Description: Ensure MySQL is configured to block the creation of tables without PRIMARY KEYs.
Reference: https://github.com/xsist10/cadfael/wiki/Force-Primary-Key-Requirement

+----------------+---------+--------------------------------------------------------------------------------------------------------+
| Entity         | Status  | Message                                                                                                |
+----------------+---------+--------------------------------------------------------------------------------------------------------+
| localhost:3306 | Warning | You are running MySQL 8.0.13+ (MySQL 8.0.27-0ubuntu0.21.10.1) without sql_require_primary_key enabled. |
|                |         | Every table should have a primary key, so it's better to enforce it via configuration.                 |
+----------------+---------+--------------------------------------------------------------------------------------------------------+

> Reserved Keywords

Description: Identifies all columns whose names match reserved keywords.
Reference: https://dev.mysql.com/doc/refman/8.0/en/keywords.html

+----------------------------------+---------+------------------------------------------------+
| Entity                           | Status  | Message                                        |
+----------------------------------+---------+------------------------------------------------+
| table_with_index_prefix.name     | Concern | `name` is a reserved keyword in MySQL 8.0.     |
| table_with_large_text_index.name | Concern | `name` is a reserved keyword in MySQL 8.0.     |
| table_without_index_prefix.name  | Concern | `name` is a reserved keyword in MySQL 8.0.     |
| user.name                        | Concern | `name` is a reserved keyword in MySQL 8.0.     |
| users.name                       | Concern | `name` is a reserved keyword in MySQL 8.0.     |
| users.password                   | Concern | `password` is a reserved keyword in MySQL 8.0. |
+----------------------------------+---------+------------------------------------------------+

> Sane AUTO_INCREMENT definition

Description: AUTO_INCREMENT definitions should follow some basic guidelines.
Reference: https://github.com/xsist10/cadfael/wiki/Sane-Auto-Increment

+-------------------------------+---------+------------------------------------------------+
| Entity                        | Status  | Message                                        |
+-------------------------------+---------+------------------------------------------------+
| table_with_index_prefix.id    | Warning | This field should be an unsigned integer type. |
| table_without_index_prefix.id | Warning | This field should be an unsigned integer type. |
| user.id                       | Warning | This field should be an unsigned integer type. |
| users.id                      | Warning | This field should be an unsigned integer type. |
+-------------------------------+---------+------------------------------------------------+

Take it for a spin

You can use resources/sample.sql to create a test database of tables to see some examples of Cadfael's checks.

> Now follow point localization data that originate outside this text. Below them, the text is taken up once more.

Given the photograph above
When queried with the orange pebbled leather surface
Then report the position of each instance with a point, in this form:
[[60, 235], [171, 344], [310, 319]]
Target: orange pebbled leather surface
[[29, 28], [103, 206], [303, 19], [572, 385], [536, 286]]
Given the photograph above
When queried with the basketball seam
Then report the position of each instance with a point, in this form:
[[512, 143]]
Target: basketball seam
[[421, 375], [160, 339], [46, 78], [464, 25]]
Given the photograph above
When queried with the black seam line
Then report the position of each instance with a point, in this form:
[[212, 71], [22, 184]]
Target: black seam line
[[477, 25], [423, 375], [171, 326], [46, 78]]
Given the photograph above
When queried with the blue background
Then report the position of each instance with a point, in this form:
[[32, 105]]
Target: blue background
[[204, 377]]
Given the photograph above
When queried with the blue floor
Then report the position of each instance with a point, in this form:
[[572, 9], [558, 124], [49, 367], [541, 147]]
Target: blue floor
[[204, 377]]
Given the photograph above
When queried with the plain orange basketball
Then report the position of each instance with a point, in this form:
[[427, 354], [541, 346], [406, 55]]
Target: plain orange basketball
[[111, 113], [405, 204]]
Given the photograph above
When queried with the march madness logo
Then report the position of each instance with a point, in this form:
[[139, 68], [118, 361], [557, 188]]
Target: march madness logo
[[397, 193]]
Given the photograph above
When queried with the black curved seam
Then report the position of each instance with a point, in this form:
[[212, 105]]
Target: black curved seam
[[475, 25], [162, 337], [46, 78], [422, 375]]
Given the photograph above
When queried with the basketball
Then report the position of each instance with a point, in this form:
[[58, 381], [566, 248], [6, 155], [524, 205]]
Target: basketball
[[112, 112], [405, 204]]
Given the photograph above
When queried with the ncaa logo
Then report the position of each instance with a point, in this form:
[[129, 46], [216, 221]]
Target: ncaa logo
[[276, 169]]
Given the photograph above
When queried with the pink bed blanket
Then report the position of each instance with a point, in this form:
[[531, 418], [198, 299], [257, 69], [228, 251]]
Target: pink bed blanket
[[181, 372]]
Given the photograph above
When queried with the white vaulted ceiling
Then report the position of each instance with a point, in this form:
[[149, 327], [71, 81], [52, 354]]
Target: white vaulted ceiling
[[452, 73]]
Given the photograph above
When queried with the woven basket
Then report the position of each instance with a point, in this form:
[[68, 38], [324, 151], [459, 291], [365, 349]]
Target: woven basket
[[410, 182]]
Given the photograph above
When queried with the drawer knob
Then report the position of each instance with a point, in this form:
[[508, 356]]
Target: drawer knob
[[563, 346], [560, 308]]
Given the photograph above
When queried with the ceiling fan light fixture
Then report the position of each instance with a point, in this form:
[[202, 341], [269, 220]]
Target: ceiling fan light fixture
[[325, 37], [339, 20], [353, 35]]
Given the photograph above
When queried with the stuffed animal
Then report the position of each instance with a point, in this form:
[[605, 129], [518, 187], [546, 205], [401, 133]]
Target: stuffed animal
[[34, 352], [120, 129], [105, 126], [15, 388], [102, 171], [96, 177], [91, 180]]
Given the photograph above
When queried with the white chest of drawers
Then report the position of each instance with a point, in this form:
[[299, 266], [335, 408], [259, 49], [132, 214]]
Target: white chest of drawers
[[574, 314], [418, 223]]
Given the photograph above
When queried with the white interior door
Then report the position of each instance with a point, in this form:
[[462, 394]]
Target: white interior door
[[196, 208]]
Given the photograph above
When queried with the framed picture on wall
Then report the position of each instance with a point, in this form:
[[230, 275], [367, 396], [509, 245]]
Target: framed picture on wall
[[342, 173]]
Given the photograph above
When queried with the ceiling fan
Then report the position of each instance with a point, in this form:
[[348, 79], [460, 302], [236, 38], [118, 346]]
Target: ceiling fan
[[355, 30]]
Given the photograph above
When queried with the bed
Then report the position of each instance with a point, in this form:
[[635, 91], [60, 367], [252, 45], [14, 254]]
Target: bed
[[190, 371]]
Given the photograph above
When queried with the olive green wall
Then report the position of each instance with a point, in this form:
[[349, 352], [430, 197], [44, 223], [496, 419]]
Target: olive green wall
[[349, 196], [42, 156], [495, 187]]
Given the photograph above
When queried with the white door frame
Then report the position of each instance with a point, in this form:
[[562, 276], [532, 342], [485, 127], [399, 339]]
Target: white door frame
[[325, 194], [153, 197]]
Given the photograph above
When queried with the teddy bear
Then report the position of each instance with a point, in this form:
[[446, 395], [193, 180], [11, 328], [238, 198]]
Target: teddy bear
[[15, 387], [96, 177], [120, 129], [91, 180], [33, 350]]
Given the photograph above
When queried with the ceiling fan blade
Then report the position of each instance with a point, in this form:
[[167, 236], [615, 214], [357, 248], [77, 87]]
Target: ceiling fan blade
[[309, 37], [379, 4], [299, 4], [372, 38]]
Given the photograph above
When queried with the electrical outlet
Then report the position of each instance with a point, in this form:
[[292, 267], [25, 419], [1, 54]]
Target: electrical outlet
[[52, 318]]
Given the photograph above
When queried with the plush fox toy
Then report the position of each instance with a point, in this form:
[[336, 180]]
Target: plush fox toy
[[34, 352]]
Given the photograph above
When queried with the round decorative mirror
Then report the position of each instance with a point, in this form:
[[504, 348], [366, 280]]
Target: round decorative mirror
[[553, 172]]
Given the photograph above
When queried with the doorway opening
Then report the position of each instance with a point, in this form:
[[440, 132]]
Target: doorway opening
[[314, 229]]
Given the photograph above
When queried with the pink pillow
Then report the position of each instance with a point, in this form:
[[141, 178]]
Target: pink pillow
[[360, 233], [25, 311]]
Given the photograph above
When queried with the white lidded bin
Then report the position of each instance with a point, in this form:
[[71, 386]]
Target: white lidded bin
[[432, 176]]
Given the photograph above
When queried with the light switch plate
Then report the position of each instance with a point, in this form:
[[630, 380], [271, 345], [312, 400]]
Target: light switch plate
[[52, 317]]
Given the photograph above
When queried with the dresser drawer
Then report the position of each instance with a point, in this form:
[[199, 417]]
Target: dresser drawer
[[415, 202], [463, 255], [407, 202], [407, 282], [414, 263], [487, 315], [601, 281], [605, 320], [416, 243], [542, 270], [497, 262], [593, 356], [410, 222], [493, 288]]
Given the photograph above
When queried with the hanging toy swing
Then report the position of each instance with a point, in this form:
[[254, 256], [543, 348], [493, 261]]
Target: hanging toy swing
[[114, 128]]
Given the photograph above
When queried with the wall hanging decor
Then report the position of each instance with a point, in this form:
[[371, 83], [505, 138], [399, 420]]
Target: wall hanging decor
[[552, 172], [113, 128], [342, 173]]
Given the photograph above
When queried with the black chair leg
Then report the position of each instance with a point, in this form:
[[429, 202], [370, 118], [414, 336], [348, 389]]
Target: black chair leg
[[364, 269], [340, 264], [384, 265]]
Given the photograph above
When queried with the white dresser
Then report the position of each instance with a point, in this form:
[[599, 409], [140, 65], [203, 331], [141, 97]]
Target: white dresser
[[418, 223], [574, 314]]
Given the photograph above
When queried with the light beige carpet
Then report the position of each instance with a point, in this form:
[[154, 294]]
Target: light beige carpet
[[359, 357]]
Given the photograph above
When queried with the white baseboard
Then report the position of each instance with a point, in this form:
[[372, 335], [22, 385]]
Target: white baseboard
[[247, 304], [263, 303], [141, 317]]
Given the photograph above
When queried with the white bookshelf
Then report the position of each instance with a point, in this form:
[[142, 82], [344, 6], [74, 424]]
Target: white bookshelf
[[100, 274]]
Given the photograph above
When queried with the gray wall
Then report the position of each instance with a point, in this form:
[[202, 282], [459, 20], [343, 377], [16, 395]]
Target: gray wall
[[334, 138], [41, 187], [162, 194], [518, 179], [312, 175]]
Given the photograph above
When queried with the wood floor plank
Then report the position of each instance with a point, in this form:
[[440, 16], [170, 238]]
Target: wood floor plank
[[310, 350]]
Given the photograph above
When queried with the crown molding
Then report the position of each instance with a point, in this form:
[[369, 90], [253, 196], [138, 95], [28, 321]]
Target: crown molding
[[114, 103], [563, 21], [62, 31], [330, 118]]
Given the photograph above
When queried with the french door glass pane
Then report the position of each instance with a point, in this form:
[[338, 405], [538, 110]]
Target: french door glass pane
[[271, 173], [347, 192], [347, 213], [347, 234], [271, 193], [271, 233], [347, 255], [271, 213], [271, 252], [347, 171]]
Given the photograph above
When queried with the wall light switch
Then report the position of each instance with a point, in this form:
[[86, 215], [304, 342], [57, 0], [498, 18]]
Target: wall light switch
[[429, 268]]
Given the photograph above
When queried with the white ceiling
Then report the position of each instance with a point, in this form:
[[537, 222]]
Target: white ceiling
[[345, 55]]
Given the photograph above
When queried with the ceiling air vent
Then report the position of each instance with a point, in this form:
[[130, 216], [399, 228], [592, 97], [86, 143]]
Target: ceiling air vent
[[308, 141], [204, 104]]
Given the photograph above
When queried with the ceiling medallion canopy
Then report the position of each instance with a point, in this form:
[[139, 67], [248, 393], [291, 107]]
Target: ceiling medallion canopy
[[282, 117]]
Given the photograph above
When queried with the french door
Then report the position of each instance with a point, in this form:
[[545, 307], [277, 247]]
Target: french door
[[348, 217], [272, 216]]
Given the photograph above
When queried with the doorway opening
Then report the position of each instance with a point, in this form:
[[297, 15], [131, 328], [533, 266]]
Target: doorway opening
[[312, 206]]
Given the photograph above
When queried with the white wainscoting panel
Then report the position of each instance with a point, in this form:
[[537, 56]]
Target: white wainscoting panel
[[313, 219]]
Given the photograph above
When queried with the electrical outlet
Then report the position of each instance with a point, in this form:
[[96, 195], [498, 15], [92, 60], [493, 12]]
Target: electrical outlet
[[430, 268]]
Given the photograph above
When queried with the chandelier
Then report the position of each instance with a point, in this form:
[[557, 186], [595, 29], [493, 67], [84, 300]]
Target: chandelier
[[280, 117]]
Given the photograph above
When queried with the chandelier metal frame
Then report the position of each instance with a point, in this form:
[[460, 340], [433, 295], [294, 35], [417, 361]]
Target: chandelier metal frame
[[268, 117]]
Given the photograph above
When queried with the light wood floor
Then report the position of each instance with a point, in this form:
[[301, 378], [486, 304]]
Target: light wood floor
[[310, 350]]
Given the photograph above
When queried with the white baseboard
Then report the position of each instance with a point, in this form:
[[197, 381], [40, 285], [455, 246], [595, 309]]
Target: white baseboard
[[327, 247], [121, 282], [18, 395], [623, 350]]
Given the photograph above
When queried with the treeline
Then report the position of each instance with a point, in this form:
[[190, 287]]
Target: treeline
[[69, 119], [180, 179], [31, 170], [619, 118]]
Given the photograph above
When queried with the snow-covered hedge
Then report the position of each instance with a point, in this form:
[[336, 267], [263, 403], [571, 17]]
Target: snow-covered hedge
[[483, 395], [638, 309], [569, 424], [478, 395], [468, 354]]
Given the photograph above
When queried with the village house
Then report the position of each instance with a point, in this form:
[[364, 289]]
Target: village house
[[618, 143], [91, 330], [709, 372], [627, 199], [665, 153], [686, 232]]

mysql -h <host> -u <user> -p <database> < resources/sample.sql

Or you can try testing Cadfael on a few open data sources

WARNING: These are not always online and available.

+-----------------------------+------+-----------+----------+--------------------------+
| Host                        | Port | Username  | Password | Schema                   |
+-----------------------------+------+-----------+----------+--------------------------+
| ensembldb.ensembl.org       | 5306 | anonymous |          | homo_sapiens_core_103_38 |
| mysql-rfam-public.ebi.ac.uk | 4497 | rfamro    |          | Rfam                     |
| mysql-db.1000genomes.org    | 4272 | anonymous |          | homo_sapiens_core_73_37  |
+-----------------------------+------+-----------+----------+--------------------------+

Contributions

This project adopts the Contributor Covenant Code of Conduct for contributions.

Feel free to open an issue if you find any problems or have any suggestions or requests.